La testa gli doleva e pulsava, non riusciva a pensare
lucidamente. Aveva perso Vinogradov, di nuovo, questo era certo, se ne fosse
uscito vivo aveva anche tutto questo da mettere in conto al russo, oltre alla
vecchia cicatrice sul braccio. Wallace era morto e quasi certamente anche
Nalvano, quella missione si era trasformata in un vero incubo.
…………………..
Il traffico era pazzesco quella mattina, Leila era
impaziente, stava per arrivare in ritardo per la terza volta quella settimana,
si sarebbe messa nei guai con la caporeparto. Quella strega della signorina
Margaret Terry, un donnone di novanta chili per un metro e ottanta, che metteva
paura solo a guardarla. Leila rabbrividì ricordando come la sua voce la colpiva
sempre alle spalle come una martellata: «Signorina LANE!». Sussultò al solo pensiero, poi scosse la testa facendo una
smorfia, consapevole che l’avrebbe accolta in quel modo tra qualche minuto.

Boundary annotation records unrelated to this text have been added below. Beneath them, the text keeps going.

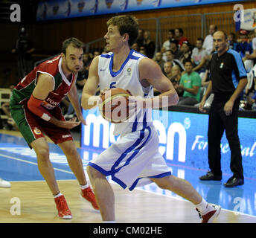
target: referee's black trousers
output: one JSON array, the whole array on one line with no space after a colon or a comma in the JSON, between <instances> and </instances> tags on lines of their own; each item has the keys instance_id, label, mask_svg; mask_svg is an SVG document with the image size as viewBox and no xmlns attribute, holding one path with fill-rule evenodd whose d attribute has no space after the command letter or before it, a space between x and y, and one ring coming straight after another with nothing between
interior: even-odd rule
<instances>
[{"instance_id":1,"label":"referee's black trousers","mask_svg":"<svg viewBox=\"0 0 256 238\"><path fill-rule=\"evenodd\" d=\"M216 95L215 95L216 96ZM230 169L236 178L243 178L240 143L238 137L238 110L240 100L233 106L231 115L224 112L224 106L228 100L215 98L209 112L208 122L208 163L211 171L215 175L222 175L220 141L224 130L231 150Z\"/></svg>"}]
</instances>

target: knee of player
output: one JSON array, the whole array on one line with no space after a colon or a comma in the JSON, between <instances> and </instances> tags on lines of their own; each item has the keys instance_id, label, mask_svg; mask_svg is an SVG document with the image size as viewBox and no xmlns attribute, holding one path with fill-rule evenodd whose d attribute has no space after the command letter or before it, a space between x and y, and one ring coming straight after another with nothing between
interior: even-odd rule
<instances>
[{"instance_id":1,"label":"knee of player","mask_svg":"<svg viewBox=\"0 0 256 238\"><path fill-rule=\"evenodd\" d=\"M40 147L35 149L38 159L48 160L50 158L50 152L48 147Z\"/></svg>"},{"instance_id":2,"label":"knee of player","mask_svg":"<svg viewBox=\"0 0 256 238\"><path fill-rule=\"evenodd\" d=\"M92 178L96 178L103 176L103 175L100 172L97 171L94 167L89 165L86 167L86 171L87 171L88 175Z\"/></svg>"}]
</instances>

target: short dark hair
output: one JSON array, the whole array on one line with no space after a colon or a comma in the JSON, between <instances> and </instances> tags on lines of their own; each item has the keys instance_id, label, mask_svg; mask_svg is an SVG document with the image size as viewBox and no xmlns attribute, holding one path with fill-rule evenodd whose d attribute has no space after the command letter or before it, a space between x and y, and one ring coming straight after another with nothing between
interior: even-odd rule
<instances>
[{"instance_id":1,"label":"short dark hair","mask_svg":"<svg viewBox=\"0 0 256 238\"><path fill-rule=\"evenodd\" d=\"M188 62L193 65L192 61L190 58L184 60L184 65L186 64L186 62Z\"/></svg>"},{"instance_id":2,"label":"short dark hair","mask_svg":"<svg viewBox=\"0 0 256 238\"><path fill-rule=\"evenodd\" d=\"M168 32L171 32L171 33L173 33L173 35L174 35L174 34L175 34L175 33L174 33L174 30L173 30L173 29L170 29L170 30L168 30Z\"/></svg>"},{"instance_id":3,"label":"short dark hair","mask_svg":"<svg viewBox=\"0 0 256 238\"><path fill-rule=\"evenodd\" d=\"M82 42L77 38L71 37L71 38L66 39L63 42L62 53L65 54L65 50L67 49L69 45L72 45L74 48L78 48L84 47L83 42Z\"/></svg>"},{"instance_id":4,"label":"short dark hair","mask_svg":"<svg viewBox=\"0 0 256 238\"><path fill-rule=\"evenodd\" d=\"M137 19L133 16L115 16L111 18L106 25L117 26L121 36L126 33L129 35L128 44L131 47L136 42L138 36L138 23Z\"/></svg>"},{"instance_id":5,"label":"short dark hair","mask_svg":"<svg viewBox=\"0 0 256 238\"><path fill-rule=\"evenodd\" d=\"M200 42L202 42L202 43L203 43L204 42L204 39L201 37L197 38L196 40L199 40Z\"/></svg>"}]
</instances>

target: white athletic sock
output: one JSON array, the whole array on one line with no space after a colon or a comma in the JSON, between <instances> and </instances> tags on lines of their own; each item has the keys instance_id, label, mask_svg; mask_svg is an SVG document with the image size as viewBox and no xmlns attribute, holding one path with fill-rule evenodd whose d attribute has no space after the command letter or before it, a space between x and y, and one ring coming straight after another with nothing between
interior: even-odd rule
<instances>
[{"instance_id":1,"label":"white athletic sock","mask_svg":"<svg viewBox=\"0 0 256 238\"><path fill-rule=\"evenodd\" d=\"M208 202L202 198L202 202L196 205L196 208L201 213L202 215L205 214L207 210Z\"/></svg>"},{"instance_id":2,"label":"white athletic sock","mask_svg":"<svg viewBox=\"0 0 256 238\"><path fill-rule=\"evenodd\" d=\"M63 194L61 193L59 193L57 195L54 195L54 198L56 199L56 198L58 198L59 196L61 196Z\"/></svg>"},{"instance_id":3,"label":"white athletic sock","mask_svg":"<svg viewBox=\"0 0 256 238\"><path fill-rule=\"evenodd\" d=\"M81 189L86 189L87 187L89 187L90 186L87 184L86 185L80 185Z\"/></svg>"}]
</instances>

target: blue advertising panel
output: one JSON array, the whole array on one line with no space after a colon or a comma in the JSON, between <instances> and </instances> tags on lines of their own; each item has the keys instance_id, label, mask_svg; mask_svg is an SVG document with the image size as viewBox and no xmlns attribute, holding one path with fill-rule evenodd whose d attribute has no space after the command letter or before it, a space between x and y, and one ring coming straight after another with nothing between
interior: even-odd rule
<instances>
[{"instance_id":1,"label":"blue advertising panel","mask_svg":"<svg viewBox=\"0 0 256 238\"><path fill-rule=\"evenodd\" d=\"M92 151L88 158L108 148L118 137L113 135L114 124L104 120L97 109L85 111L87 126L82 126L81 147ZM168 165L191 169L208 170L208 120L204 114L153 110L153 123L159 134L159 152ZM256 120L239 118L238 131L241 143L245 177L256 178ZM230 149L223 135L221 141L222 170L229 169Z\"/></svg>"},{"instance_id":2,"label":"blue advertising panel","mask_svg":"<svg viewBox=\"0 0 256 238\"><path fill-rule=\"evenodd\" d=\"M36 20L134 12L242 0L49 0L39 1Z\"/></svg>"}]
</instances>

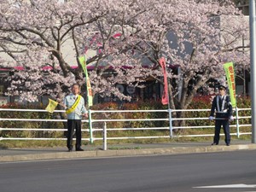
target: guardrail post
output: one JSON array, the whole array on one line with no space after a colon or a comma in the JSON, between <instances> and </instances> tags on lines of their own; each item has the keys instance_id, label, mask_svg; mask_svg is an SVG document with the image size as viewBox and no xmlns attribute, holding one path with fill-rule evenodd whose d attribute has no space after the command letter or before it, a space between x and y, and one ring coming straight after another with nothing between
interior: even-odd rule
<instances>
[{"instance_id":1,"label":"guardrail post","mask_svg":"<svg viewBox=\"0 0 256 192\"><path fill-rule=\"evenodd\" d=\"M107 123L104 122L104 127L103 127L103 150L107 151Z\"/></svg>"},{"instance_id":2,"label":"guardrail post","mask_svg":"<svg viewBox=\"0 0 256 192\"><path fill-rule=\"evenodd\" d=\"M172 138L172 109L168 108L169 112L169 130L170 130L170 138Z\"/></svg>"},{"instance_id":3,"label":"guardrail post","mask_svg":"<svg viewBox=\"0 0 256 192\"><path fill-rule=\"evenodd\" d=\"M90 109L88 110L88 120L89 120L89 131L90 131L90 143L93 143L91 110Z\"/></svg>"},{"instance_id":4,"label":"guardrail post","mask_svg":"<svg viewBox=\"0 0 256 192\"><path fill-rule=\"evenodd\" d=\"M240 137L238 111L239 111L238 108L236 107L236 136L237 136L237 138L239 138L239 137Z\"/></svg>"}]
</instances>

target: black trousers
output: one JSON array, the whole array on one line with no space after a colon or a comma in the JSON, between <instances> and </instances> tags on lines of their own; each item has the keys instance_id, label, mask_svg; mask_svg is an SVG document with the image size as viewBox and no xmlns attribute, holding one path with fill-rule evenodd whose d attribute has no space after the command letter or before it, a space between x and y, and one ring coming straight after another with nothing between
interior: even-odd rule
<instances>
[{"instance_id":1,"label":"black trousers","mask_svg":"<svg viewBox=\"0 0 256 192\"><path fill-rule=\"evenodd\" d=\"M73 135L76 130L76 148L81 148L82 131L81 131L81 119L67 119L67 147L69 149L73 148Z\"/></svg>"},{"instance_id":2,"label":"black trousers","mask_svg":"<svg viewBox=\"0 0 256 192\"><path fill-rule=\"evenodd\" d=\"M214 134L213 143L218 144L221 125L223 125L224 132L225 134L225 143L226 144L230 144L230 122L228 119L215 120L215 134Z\"/></svg>"}]
</instances>

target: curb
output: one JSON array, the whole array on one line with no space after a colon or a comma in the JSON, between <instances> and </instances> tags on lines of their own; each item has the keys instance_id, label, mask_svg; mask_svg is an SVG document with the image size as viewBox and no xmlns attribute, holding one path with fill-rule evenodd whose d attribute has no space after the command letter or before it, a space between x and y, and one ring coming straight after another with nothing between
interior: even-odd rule
<instances>
[{"instance_id":1,"label":"curb","mask_svg":"<svg viewBox=\"0 0 256 192\"><path fill-rule=\"evenodd\" d=\"M0 162L15 162L44 160L65 160L77 158L102 158L121 156L142 156L157 154L182 154L194 153L213 153L223 151L253 150L256 144L237 144L231 146L201 146L201 147L172 147L161 148L138 148L138 149L116 149L116 150L94 150L83 152L56 152L32 154L2 155Z\"/></svg>"}]
</instances>

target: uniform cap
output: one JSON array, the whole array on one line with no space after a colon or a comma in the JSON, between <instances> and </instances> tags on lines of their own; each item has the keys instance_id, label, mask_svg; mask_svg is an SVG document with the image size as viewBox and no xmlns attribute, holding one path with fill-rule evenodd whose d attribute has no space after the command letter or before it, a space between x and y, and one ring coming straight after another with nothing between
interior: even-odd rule
<instances>
[{"instance_id":1,"label":"uniform cap","mask_svg":"<svg viewBox=\"0 0 256 192\"><path fill-rule=\"evenodd\" d=\"M227 88L224 85L219 85L218 90L226 90Z\"/></svg>"}]
</instances>

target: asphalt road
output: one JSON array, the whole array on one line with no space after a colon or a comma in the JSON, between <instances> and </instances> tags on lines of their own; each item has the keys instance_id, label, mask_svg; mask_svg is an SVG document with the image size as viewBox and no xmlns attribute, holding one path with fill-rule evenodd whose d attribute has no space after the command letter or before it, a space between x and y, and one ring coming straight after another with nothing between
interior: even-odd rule
<instances>
[{"instance_id":1,"label":"asphalt road","mask_svg":"<svg viewBox=\"0 0 256 192\"><path fill-rule=\"evenodd\" d=\"M0 189L1 192L253 192L255 160L256 150L243 150L0 163Z\"/></svg>"}]
</instances>

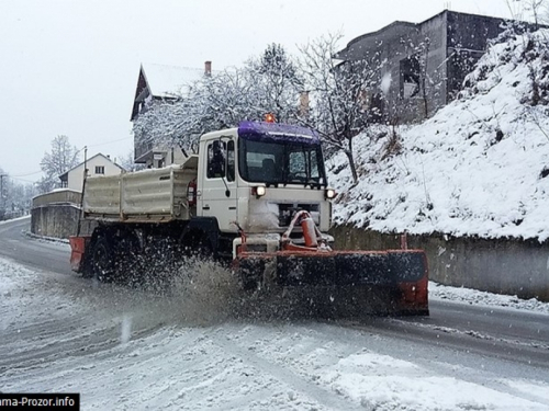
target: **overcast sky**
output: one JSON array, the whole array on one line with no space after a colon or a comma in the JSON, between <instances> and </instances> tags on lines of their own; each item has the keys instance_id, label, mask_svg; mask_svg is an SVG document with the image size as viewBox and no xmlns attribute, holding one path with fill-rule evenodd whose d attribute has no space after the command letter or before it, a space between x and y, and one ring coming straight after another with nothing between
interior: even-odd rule
<instances>
[{"instance_id":1,"label":"overcast sky","mask_svg":"<svg viewBox=\"0 0 549 411\"><path fill-rule=\"evenodd\" d=\"M270 43L296 53L323 34L352 38L445 8L508 18L506 0L0 0L0 168L41 178L57 135L120 158L139 64L240 66Z\"/></svg>"}]
</instances>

Cercò parcheggio nell’interrato, ma naturalmente non lo
trovò: pioveva e lei non aveva un posto riservato, si sarebbe bagnata, visto
che aveva anche dimenticato a casa l’ombrello.
Sospirò, parcheggiò nel primo posto libero, lontanissimo,
ovviamente, scese dall’auto e mise il piede in una pozza: «Meraviglioso!» esclamò. Camminò veloce tenendosi
stretto il cappotto sul collo, la pioggia gelata le sferzava il viso.
Corse agli spogliatoi, aprì il proprio armadietto e urlò
scattando all’indietro e cadendo sulla panca alle sue spalle.
……………………
Leila era stata zitta fino a quel momento, ma la stanchezza, il freddo e
soprattutto la paura, avevano portato la sua pazienza all’esasperazione: era di
umore nero e aveva bisogno di prendersela con qualcuno, di sfogarsi:
«Grazie tante signor agente segreto dei miei stivali!» esordì all’improvviso, Clay si girò
di scatto a guardare nella sua direzione senza fermarsi, gli occhi sbarrati in
una muta domanda.
«Avevi organizzato tutto alla perfezione eh? Mi hai dato anche quella
stramaledetta botta in testa, che ancora fa male, tra l’altro, e tutto per
niente: mi hanno collegata a te ugualmente, mi hanno rapita! Bella spia sei,
devi essere un agente di bassissimo livello, una vera schiappa.»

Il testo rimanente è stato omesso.